Posted 20 December 2016 | By Zachary Brennan 

Senate Democrats to Trump: Work With us to Lower Drug Prices

Sens. Sherrod Brown (D-OH), Al Franken (D-MN) and 17 of their Democratic and Independent colleagues on Tuesday sent a letter to President-elect Donald Trump, urging him to combat the pharmaceutical industry’s “abusive tactics” that “price lifesaving drugs out of reach for those in need.”

The senators lay out five actions to address the rise in pharmaceutical prices, including:

  • Allowing the secretary of the Department of Health and Human Services to negotiate drug prices under Medicare, which some have suggested could save up to $16 billion annually
  • Increasing drug price transparency (rebates are rarely revealed)
  • Protecting consumers from abusive pricing tactics (ie. “not only gouging consumers with the 5,000-percent overnight price hikes that have made recent headlines, but also the persistent, unjustified double-digit price increases that drug corporations have levied on the American people year after year”)
  • Better targeting taxpayer dollars in the drug development process (see this New York Timesstory from Tuesday)
  • Stopping brand name manufacturers from blocking generic competition (senators previously introduced legislation in 2015 to make illegal such pay-for-delay deals)
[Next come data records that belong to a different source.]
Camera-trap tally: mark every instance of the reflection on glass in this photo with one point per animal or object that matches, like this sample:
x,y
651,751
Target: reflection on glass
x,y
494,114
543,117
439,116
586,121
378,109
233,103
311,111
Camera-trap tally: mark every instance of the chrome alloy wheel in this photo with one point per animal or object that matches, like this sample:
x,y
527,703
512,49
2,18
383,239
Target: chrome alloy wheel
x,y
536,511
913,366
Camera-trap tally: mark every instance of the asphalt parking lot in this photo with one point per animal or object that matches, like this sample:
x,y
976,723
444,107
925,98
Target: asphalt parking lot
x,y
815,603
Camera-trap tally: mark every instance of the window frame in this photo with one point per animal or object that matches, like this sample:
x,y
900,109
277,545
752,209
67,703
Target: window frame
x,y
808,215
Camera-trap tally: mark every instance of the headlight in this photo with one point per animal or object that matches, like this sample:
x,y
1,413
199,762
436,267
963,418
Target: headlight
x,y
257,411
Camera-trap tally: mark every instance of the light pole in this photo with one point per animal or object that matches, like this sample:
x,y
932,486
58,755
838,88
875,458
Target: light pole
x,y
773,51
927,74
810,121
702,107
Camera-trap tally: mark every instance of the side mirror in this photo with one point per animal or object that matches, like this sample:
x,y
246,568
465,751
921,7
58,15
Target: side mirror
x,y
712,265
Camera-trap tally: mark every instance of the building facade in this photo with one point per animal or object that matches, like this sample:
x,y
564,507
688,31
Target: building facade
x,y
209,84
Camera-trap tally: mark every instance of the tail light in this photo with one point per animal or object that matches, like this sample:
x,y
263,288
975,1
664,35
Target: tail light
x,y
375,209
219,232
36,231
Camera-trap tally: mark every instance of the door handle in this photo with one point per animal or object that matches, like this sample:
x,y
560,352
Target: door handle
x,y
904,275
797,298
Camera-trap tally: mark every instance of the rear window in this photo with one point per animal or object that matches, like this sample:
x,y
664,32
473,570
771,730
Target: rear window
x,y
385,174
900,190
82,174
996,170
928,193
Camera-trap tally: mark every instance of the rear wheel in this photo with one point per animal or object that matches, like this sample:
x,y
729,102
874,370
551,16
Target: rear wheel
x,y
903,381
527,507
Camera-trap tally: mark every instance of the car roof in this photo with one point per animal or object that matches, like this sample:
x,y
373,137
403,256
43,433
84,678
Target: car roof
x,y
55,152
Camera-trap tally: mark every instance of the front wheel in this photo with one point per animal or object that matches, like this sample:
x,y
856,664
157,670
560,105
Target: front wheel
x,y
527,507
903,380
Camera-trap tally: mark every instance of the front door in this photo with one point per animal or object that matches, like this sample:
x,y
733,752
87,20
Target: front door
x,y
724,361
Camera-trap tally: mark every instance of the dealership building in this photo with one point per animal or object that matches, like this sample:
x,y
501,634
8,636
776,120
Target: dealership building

“The public’s concern is well founded, just last week the Centers for Medicare and Medicaid’s Office of the Actuary published that, in 2015, prescription drug spending grew faster than any other category of medical spending for the second year in a row. This evidence comes despite claims from the drug industry that high drug spending in 2014 would only be a temporary blip,” they write. 

The call for such reforms comes as the Democrats also say there will be ample opportunities for Trump to make good on his campaign promises to lower the cost of pharmaceuticals, particularly as Congress considers the prescription drug, generic drug and biosimilars user fee agreement reauthorizations in 2017.